Beyond the glass, which remained unfogged due to the icy air streaming in the open door, he saw the look of terror on the driver’s face, rendered more comic by being upside down: the saucer eyes, the mouth a screaming O below a bearded chin.

  The driver had good reason to scream. He was trying to hang on to the wheel, probably to keep from getting pulled out of his seat, and batting with his right arm at a rottie who was trying to bite his head. Other rotties had got themselves jammed in the door in their lust for human flesh and hot blood.

  Jak pressed the vented muzzle of his blaster against the glass near the first rottie’s head and pulled the trigger. The Magnum blaster kicked itself away from the windshield as the glass collapsed inward. He let his arm straighten to ride out the recoil; he hadn’t been able to brace properly, and expected the reaction.

  Inside, the bus driver stared in even greater horror at his attacker. The back of the changed woman’s head had been blown off. The guy was staring through her mouth at the other rotties still struggling to break free and get at him.

  The half-headed rottie collapsed. People in the bus were screaming and leaning over at least one person who’d been hit by the 125-grain hollowpoint slug, which hadn’t expended all its energy blowing the rottie’s head apart. Jak took in the fact without emotional reaction. These were no friends of his, nor enemies, either. So why care?
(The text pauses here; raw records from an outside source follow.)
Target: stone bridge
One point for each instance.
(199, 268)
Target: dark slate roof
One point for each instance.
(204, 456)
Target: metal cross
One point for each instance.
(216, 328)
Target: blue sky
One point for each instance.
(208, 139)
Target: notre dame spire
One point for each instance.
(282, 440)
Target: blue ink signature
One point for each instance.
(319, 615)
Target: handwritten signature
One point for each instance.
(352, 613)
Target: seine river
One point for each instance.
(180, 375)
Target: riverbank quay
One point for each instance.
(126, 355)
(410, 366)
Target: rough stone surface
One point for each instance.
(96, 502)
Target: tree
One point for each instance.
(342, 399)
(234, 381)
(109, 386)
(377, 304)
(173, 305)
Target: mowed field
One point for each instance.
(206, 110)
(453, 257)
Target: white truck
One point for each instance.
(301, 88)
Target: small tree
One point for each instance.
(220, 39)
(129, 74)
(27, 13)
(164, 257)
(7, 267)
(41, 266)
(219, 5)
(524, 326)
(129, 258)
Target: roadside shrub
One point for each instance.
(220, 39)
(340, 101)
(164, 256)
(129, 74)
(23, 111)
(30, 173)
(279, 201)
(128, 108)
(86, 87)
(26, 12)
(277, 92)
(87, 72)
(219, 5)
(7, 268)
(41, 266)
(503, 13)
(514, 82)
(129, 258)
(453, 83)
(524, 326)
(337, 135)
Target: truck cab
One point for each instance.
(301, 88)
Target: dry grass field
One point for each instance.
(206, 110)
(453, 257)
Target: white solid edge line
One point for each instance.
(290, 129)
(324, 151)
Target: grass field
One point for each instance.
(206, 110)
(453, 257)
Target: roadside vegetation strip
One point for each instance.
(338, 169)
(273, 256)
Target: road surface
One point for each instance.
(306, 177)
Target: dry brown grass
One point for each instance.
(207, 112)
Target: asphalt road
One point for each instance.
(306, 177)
  With the window glass gone he had clear shots at the rotties in the door. Grabbing the Python’s grips with both hands, he fired three shots as fast as he could. Two of the creatures went down at once, shot through the forehead. The third reeled back with her lower jaw torn away. Instantly, hands grabbed her from behind and threw her to the ground as furious cultists surged in, bearing their injured leader.

  Jak turned to the driver. “Drive,” he said, gesturing with his Python for emphasis.

  Eyes all but popping free of his lean, ashen face, the driver put the wag in gear and hit the gas.